Taipei--The Administrative Enforcement Agency (AEA) on Friday ordered 33 credit card-issuing banks in Taiwan to withhold payments collected on behalf of Uber, in a compulsory execution of back fines and taxes owed by the U.S-based ride-sharing service.
Any bank that opposes the order can file a dissent with the AEA's Taipei office detailing their reasons, the agency said.
According to the agency, outstanding fines and taxes owed by Uber total NT$1.06 billion (US$34.86 million), after more than NT$10 million was seized from Uber bank accounts in March.
Because Uber's services were paid for using credit cards, the agency decided to order banks to withhold the payments.
The government has imposed numerous fines on Uber for providing unlicensed taxi services in Taiwan, because it is registered in the country as an information services company.

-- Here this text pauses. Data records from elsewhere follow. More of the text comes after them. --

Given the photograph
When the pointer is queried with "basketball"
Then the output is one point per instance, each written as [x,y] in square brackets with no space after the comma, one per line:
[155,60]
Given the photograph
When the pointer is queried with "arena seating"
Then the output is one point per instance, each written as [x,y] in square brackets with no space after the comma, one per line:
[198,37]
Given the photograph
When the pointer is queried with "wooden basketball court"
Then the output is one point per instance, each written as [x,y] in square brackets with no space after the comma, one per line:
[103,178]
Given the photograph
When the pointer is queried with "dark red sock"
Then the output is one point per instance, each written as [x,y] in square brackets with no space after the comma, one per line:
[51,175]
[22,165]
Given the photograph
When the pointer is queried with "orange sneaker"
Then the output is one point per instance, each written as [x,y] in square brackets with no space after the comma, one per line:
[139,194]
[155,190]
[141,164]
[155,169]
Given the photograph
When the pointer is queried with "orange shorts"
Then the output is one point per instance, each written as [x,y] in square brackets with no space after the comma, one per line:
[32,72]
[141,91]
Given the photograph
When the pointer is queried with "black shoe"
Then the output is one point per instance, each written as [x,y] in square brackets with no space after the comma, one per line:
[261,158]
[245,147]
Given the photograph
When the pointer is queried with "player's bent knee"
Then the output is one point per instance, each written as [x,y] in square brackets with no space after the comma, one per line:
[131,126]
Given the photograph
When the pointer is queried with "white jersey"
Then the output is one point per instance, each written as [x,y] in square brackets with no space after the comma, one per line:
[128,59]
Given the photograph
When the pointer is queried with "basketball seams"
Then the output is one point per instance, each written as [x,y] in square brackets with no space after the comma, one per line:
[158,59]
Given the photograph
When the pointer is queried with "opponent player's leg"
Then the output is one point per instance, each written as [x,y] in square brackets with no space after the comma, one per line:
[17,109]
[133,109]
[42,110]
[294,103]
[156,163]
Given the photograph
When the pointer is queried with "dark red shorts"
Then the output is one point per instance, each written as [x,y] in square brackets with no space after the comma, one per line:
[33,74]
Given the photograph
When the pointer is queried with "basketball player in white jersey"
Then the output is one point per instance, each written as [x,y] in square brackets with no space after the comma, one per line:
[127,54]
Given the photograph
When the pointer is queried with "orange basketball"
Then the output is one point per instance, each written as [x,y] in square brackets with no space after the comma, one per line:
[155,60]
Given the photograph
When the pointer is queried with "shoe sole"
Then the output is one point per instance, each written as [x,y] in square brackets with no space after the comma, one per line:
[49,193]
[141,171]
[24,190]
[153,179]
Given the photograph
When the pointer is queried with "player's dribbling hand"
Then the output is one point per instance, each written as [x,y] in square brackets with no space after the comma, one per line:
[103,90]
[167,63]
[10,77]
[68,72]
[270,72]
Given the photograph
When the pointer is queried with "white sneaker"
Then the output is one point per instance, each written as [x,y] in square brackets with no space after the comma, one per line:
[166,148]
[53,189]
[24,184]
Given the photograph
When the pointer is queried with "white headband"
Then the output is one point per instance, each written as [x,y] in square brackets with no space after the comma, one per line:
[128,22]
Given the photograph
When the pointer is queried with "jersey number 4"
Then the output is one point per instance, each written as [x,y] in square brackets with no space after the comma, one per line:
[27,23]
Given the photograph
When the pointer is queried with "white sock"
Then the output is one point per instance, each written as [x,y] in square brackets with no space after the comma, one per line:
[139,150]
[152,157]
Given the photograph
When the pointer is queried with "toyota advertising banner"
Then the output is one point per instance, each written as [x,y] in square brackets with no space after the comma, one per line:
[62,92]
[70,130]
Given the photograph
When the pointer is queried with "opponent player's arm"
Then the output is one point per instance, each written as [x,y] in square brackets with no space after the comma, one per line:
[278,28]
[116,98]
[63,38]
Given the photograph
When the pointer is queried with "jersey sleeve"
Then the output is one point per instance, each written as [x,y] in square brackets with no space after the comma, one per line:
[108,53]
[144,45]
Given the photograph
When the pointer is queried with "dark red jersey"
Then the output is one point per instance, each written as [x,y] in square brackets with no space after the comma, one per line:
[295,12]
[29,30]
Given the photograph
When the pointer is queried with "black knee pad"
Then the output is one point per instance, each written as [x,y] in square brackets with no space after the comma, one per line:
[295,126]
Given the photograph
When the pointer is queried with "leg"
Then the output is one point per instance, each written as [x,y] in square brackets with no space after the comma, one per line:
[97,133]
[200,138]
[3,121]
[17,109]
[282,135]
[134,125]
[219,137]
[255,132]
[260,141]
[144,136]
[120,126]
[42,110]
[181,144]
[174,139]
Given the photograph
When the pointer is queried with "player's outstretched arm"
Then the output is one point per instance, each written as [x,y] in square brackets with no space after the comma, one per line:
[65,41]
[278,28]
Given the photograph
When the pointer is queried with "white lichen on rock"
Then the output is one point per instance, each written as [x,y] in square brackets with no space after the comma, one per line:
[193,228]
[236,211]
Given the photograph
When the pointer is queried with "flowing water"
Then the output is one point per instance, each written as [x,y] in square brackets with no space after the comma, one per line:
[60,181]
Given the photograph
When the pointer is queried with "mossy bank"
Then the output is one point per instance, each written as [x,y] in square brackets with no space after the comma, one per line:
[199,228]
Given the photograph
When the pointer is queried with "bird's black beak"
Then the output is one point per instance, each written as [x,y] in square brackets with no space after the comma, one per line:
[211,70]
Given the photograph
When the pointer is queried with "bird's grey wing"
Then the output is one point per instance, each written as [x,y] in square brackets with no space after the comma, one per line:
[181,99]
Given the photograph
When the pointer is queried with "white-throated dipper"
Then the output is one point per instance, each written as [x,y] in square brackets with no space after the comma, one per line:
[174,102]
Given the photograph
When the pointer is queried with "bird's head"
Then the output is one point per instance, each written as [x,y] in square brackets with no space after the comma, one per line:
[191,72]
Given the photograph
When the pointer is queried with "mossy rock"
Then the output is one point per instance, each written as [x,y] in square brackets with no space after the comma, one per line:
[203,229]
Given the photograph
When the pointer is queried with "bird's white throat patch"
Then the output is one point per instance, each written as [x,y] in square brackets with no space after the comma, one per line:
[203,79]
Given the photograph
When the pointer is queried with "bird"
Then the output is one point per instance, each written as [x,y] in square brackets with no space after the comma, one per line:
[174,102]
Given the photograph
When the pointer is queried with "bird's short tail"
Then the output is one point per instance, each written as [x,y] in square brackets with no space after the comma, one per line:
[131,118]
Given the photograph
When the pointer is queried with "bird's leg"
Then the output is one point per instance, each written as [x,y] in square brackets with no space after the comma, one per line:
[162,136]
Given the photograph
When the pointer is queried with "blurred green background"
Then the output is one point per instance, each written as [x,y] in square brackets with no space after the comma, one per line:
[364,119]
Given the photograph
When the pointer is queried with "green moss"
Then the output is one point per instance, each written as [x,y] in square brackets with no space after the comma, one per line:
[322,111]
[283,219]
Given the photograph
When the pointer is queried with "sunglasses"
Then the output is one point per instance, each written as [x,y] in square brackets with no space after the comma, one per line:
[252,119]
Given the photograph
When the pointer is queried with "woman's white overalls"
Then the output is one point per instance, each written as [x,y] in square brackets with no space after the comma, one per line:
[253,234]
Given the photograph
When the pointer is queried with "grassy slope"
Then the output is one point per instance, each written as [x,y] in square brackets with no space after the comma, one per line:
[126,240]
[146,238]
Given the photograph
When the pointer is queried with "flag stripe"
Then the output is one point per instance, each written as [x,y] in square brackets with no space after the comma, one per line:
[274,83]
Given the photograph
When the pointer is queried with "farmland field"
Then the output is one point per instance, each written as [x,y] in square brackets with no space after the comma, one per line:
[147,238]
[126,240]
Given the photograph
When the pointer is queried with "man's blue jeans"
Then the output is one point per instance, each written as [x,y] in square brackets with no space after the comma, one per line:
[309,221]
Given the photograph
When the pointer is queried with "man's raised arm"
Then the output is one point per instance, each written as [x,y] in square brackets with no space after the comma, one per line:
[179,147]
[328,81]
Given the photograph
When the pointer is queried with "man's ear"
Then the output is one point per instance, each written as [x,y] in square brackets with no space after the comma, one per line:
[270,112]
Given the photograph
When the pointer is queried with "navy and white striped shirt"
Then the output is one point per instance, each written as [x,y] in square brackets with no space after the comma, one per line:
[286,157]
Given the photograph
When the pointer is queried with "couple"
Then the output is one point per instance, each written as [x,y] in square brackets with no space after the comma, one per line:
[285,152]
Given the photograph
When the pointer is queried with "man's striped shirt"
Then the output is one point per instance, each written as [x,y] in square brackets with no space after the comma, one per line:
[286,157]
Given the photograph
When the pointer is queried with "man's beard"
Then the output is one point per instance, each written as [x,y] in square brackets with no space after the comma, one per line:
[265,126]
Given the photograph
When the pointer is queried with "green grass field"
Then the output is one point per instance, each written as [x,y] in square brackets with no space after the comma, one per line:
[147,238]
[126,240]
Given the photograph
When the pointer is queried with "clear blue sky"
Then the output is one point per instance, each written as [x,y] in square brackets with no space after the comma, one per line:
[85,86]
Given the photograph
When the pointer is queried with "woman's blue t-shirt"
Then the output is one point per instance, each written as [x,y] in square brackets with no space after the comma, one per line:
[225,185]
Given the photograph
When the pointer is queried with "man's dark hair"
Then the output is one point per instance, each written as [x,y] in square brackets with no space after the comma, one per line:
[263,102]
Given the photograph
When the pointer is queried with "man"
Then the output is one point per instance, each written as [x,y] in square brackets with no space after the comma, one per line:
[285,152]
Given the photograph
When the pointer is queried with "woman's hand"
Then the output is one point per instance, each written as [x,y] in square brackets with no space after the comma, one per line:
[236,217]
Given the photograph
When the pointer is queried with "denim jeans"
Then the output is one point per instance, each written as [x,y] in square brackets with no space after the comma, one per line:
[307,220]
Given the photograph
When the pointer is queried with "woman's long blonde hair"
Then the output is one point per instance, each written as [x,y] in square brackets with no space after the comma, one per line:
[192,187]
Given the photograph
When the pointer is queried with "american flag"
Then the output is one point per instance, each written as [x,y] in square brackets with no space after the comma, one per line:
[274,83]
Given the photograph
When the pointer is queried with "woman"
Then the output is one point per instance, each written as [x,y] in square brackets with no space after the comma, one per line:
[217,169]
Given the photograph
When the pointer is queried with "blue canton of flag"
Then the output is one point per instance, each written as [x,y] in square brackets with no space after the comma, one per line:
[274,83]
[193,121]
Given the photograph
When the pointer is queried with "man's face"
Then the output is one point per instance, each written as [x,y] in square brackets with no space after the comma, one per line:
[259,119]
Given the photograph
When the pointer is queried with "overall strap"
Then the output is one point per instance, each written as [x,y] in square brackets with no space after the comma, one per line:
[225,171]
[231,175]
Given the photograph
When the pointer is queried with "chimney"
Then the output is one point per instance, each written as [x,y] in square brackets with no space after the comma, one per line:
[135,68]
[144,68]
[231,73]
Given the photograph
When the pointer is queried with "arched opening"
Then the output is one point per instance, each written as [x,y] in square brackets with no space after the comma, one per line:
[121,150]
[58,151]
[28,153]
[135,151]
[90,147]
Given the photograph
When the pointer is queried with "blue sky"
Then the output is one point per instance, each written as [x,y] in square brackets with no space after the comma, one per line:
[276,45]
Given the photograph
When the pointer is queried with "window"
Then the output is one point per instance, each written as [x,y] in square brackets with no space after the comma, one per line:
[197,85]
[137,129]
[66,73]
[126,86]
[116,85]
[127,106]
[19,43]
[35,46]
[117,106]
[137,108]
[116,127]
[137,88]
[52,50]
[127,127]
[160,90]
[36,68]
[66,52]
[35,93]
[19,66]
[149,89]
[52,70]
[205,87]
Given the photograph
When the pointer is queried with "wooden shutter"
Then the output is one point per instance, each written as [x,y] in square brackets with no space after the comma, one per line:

Fines slapped on Uber increased sharply after an amendment to the Highway Act was passed in December 2016, which increased the maximum fine for operating illegal transportation services from NT$150,000 to NT$25 million.
Uber suspended its services in February amid media reports that the transportation ministry was about to order it to halt its operations in Taiwan.
However, in April Uber returned with a new business model that involves cooperating with car rental companies.
Transportation Minister Ho Chen Tan (???) reiterated at that time that it would be illegal for Uber to operate as a transportation broker in Taiwan.